Is this surprising? Not really, I think. We don’t know that much about the brain or the mind. It strikes me that a lot of research consists of looking for interesting phenomena rather than testing coherent hypotheses. When you know nothing, it’s not clear what to count or how to count it. The problem is that the powerful methods of statistics encourages us to think that we know something when in fact we don’t. John Maynard Smith, I think, said that statistics is a tool that allows one to do 20 experiments and get one published in Nature (think p>.05). Fraud is not the problem, and I suspect that it never has been. The problems lie in the accepted methods, which, unless used very carefully and intelligently, can muddy the empirical waters substantially. What recent events indicate (at least to me) is that if you are interested in good data, then it’s the accepted methods that need careful scrutiny. Indeed, if replicability is what we want (and isn’t that the gold standard for data?), maybe we should all imitate Hauser for he seems to know how to get results that others can get as well.

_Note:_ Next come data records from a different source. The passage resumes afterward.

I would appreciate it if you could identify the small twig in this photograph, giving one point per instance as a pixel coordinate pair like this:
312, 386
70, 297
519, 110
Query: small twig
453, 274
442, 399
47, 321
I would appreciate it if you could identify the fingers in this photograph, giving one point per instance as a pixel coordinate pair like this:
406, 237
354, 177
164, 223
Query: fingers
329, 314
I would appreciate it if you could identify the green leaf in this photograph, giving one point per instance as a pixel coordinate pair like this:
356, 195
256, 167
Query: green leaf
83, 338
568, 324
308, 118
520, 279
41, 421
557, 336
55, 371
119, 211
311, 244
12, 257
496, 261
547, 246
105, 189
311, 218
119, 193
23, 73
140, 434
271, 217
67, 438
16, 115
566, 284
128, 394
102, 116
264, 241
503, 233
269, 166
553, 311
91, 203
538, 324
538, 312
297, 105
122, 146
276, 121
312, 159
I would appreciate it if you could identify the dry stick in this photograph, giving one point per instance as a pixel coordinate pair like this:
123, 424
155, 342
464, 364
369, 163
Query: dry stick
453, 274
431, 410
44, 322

I will end on a positive note: we linguists are pretty lucky. Our data is easily accessed and very reliable (as Sprouse and Almeida have made abundantly clear). We are also lucky in that we have managed to construct non-trivial theories with reasonable empirical reach. This acts to focus research and, just as importantly, makes it possible to identify “funny looking” data so that it can be subjected to careful test. Theories guard against gullibility. So, despite the fact that we don’t in general gather our data as “carefully” as neuroscientists and psychologists and economists gather theirs, we don’t need to. It’s harder to “cheat,” statistically or otherwise, because we have some decent theory and because the data is ubiquitous, easy to access and surprisingly robust. This need not always be so. In the future, we may need to devise fancy experiments to get data relevant to our theories. But to date, informal methods have proven sufficient. Strange that some see this as a problem, given the myriad ways there are to obscure the facts when one is being ultra careful.